She was always special, you know those students when you have them, earnest yet joyful, engaged and interested, smart and kind. A colleague of mine once said, “The truth about Brigit, and students like her, is that they really don’t need us; we need them.”And I have never forgotten that. A middle-school miracle among my eighth grade charges, shining on those around her, and making them shine, too.
And that glow of knowing continued growing. In her senior year as a student at a selective high school, she chose to complete her senior project with me. She committed to four days a week, four hours each morning, working with my latest crop of eighth graders on a technology integration project. But she did so much more than that! I was to be her mentor; in fact, the learning was reciprocal.
She became a working member of our teaching team, and the kids loved her. We were participating in the National Writing Project’s collaboration with Google in their “Letters to the President.” The enterprise demanded a lot of preparation and conferring while students worked as writers with a true purpose and audience. Naturally Brigit added to our technology knowledge, but more than that, she engaged with these student writers, and students who once eschewed writing, changed. She nudged them gently toward expertise.
On her final day with us, the project successfully completed and her time with us over, we met on the rug for cake and conversation, a parting “chalk talk,” and she invited them to ask questions. “So are you going to college to be a teacher?”
“Oh, no, ” Brigit replied. “I’m not going to be a teacher.”
Puzzled the young man continued, “Then why did you come here to be with us for your school project?”
“I learned to write in this room. That’s why I came,” she replied without hesitation.

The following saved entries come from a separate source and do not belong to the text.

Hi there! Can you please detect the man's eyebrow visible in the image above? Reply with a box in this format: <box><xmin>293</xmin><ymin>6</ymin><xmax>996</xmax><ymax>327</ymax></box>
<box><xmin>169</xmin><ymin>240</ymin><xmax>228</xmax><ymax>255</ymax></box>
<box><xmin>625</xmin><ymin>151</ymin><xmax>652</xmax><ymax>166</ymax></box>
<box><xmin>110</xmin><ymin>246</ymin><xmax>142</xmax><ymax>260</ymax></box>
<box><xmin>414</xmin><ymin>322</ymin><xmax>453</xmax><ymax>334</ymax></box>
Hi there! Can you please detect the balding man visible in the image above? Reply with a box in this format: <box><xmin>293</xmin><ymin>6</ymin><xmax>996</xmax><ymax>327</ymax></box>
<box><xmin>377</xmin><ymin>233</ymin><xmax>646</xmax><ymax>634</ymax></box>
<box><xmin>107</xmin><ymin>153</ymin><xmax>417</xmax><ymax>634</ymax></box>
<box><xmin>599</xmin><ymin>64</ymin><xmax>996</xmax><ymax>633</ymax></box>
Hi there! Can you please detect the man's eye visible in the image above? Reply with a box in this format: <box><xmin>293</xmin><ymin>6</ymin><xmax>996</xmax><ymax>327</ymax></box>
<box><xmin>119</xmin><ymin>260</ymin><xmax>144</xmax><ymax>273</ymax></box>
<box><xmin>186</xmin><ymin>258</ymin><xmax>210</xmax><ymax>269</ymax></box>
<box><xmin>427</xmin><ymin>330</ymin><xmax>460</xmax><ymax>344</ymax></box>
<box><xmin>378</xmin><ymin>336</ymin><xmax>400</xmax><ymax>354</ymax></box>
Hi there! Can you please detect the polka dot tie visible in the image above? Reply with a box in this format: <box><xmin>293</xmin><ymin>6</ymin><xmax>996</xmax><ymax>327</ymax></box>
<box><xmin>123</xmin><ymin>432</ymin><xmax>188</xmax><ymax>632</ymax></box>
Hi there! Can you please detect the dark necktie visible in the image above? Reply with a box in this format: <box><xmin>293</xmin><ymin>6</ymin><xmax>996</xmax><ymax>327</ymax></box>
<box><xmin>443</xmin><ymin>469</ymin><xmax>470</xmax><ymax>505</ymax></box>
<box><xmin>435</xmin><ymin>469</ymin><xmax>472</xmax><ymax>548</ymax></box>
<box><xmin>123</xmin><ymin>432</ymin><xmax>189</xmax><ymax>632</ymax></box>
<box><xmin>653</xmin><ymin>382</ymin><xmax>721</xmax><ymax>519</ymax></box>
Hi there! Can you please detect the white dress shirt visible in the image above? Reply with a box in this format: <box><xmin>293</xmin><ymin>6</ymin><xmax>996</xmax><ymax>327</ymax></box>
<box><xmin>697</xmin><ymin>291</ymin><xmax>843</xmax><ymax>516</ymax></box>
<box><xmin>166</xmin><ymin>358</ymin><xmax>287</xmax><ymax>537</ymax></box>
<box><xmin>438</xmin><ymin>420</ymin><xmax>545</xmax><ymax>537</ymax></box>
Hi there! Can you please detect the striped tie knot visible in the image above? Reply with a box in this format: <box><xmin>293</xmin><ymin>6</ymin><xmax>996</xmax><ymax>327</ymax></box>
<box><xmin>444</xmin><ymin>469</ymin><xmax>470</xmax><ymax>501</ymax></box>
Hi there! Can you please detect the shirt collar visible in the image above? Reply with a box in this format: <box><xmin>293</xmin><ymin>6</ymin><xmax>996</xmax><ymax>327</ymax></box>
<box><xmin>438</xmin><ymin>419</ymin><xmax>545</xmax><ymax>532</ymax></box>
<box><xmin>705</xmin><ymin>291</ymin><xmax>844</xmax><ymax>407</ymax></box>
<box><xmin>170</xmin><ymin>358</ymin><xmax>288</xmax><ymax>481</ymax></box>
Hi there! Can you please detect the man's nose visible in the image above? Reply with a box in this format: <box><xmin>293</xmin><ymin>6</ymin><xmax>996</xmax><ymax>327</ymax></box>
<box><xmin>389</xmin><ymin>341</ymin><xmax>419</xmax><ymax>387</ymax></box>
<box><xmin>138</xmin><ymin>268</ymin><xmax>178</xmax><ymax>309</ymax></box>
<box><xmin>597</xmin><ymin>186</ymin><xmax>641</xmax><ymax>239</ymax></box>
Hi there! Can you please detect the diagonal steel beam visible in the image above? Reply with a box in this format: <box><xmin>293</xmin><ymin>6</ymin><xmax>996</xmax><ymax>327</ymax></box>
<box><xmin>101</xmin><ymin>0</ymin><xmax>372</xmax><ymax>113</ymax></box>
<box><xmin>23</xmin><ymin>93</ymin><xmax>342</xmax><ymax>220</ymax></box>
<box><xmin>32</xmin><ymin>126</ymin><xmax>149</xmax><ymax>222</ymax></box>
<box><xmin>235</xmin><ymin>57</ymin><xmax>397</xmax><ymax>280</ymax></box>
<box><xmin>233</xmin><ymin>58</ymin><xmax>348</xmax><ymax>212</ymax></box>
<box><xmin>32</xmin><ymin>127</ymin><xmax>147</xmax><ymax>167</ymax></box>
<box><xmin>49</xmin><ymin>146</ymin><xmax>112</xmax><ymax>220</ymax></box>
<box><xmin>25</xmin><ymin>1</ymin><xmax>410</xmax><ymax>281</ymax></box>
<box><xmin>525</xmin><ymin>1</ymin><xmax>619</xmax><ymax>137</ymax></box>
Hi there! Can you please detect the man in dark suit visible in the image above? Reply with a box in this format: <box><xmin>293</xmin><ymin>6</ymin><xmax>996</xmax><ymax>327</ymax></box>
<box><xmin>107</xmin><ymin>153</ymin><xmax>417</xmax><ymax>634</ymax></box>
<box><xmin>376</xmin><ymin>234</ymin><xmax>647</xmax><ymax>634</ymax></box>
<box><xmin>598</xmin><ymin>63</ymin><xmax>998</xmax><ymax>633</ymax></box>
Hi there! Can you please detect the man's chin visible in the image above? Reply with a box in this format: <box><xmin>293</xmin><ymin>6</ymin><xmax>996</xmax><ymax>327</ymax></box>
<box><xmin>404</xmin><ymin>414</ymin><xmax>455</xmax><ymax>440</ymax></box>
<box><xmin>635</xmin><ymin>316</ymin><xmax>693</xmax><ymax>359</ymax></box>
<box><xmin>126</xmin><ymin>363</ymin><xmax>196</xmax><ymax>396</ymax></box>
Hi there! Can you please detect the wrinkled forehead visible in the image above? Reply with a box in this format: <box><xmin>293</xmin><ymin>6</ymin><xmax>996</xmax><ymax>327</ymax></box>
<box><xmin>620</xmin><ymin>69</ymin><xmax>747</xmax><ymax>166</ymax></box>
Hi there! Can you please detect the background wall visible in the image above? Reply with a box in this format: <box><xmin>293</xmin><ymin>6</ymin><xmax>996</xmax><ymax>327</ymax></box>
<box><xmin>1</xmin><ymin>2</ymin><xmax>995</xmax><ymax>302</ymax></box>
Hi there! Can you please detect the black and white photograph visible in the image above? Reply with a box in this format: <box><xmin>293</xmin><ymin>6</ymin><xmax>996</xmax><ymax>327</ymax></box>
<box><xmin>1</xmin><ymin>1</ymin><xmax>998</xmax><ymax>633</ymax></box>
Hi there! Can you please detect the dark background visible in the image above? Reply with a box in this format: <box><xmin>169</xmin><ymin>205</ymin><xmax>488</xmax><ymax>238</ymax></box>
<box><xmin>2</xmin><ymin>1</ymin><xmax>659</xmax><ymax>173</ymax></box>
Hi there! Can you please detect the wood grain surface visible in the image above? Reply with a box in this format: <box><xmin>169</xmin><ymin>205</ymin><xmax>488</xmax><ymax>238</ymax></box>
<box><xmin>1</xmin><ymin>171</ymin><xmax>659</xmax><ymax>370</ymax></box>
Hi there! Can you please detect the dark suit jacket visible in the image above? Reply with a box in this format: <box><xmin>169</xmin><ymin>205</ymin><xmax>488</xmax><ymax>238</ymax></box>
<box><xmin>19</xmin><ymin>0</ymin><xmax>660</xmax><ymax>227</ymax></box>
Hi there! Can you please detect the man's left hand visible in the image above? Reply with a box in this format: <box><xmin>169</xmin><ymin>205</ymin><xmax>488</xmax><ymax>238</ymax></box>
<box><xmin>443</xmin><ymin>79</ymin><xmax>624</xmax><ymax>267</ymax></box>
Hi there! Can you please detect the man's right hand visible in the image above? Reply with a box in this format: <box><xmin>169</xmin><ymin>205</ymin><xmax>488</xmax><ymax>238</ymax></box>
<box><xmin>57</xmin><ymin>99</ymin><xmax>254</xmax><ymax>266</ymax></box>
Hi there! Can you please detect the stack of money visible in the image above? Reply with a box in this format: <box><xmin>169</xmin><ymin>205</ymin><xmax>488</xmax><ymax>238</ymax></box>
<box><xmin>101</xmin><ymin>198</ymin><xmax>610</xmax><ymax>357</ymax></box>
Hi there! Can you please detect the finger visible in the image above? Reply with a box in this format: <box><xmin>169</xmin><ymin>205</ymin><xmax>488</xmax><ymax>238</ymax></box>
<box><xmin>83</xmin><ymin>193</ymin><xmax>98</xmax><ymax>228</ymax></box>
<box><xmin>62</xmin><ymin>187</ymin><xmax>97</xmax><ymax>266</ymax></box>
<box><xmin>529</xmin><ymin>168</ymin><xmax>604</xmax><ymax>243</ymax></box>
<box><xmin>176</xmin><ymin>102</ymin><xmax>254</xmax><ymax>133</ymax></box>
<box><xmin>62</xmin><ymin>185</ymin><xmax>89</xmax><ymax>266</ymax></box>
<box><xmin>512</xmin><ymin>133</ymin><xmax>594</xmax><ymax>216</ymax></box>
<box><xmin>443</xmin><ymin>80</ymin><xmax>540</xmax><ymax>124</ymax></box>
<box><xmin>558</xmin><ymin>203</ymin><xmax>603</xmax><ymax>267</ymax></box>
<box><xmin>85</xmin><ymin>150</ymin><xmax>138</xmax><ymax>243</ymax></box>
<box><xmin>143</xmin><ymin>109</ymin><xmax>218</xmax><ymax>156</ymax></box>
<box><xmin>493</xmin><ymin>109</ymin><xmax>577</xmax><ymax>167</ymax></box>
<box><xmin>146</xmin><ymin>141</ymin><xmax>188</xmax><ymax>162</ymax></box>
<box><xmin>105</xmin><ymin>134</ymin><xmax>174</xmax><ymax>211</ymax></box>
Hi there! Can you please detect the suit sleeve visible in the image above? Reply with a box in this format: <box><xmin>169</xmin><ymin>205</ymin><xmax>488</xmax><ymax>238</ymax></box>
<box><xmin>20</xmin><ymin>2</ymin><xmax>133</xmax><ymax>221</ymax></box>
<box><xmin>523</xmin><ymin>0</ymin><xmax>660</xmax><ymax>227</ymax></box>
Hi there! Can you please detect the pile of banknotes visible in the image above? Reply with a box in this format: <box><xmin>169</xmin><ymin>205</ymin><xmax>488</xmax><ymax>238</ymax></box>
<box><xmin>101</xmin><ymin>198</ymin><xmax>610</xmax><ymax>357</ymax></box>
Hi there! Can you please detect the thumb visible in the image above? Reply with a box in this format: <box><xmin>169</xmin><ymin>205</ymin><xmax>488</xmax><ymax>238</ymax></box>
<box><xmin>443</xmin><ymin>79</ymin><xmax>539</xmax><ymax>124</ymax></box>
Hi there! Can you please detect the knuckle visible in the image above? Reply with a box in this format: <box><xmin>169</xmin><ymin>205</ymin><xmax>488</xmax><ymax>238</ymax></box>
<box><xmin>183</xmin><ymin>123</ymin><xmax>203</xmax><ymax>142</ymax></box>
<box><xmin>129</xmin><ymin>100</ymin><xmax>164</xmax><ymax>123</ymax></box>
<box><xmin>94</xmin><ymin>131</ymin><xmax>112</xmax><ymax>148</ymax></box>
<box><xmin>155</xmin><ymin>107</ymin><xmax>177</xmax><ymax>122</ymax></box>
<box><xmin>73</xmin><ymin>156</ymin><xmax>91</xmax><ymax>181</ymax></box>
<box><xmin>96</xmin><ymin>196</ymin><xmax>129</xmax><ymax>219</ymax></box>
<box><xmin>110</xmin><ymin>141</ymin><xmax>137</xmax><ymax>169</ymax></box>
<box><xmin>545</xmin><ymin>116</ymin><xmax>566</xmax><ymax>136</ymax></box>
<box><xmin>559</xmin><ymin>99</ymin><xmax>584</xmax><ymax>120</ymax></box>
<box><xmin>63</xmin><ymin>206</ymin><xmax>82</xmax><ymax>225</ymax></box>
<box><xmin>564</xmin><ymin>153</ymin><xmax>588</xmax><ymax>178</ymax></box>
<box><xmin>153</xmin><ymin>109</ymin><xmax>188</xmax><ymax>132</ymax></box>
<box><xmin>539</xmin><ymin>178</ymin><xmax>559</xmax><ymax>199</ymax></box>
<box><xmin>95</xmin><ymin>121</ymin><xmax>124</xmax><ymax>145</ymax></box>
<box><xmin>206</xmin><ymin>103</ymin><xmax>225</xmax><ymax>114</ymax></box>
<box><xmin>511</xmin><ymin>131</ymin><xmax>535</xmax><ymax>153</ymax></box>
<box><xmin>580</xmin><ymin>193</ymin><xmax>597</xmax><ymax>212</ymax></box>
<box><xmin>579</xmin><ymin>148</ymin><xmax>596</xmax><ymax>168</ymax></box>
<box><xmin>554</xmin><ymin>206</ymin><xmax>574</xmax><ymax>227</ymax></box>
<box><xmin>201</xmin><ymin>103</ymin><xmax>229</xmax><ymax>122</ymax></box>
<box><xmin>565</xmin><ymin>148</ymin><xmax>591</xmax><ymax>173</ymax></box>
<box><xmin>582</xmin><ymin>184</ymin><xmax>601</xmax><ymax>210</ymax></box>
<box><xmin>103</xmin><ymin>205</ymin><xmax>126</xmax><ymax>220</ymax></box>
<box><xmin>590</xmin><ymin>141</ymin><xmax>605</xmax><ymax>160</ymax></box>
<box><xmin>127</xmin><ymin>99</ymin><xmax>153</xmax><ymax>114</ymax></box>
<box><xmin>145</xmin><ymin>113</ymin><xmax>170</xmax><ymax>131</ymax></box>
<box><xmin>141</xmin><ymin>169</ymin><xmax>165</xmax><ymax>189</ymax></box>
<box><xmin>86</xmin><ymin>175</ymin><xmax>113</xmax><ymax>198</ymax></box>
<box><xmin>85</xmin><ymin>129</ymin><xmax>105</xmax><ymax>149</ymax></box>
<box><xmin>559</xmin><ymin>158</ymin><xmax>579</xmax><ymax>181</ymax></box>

She didn’t look up at me; her eyes remained on the student—it was a matter-of-fact statement, and one that is hardly the truth—but if she had have, she’d have seen a light there that has burned brightly ever since.
This is not my only Brigit story. New stories arise as she, a now-thirty-year old, continues to include me in her life. Today she and her husband(!) and I are hiking during their visit from New Jersey to Oregon. Maybe I’ll have a new chapter to share next Tuesday.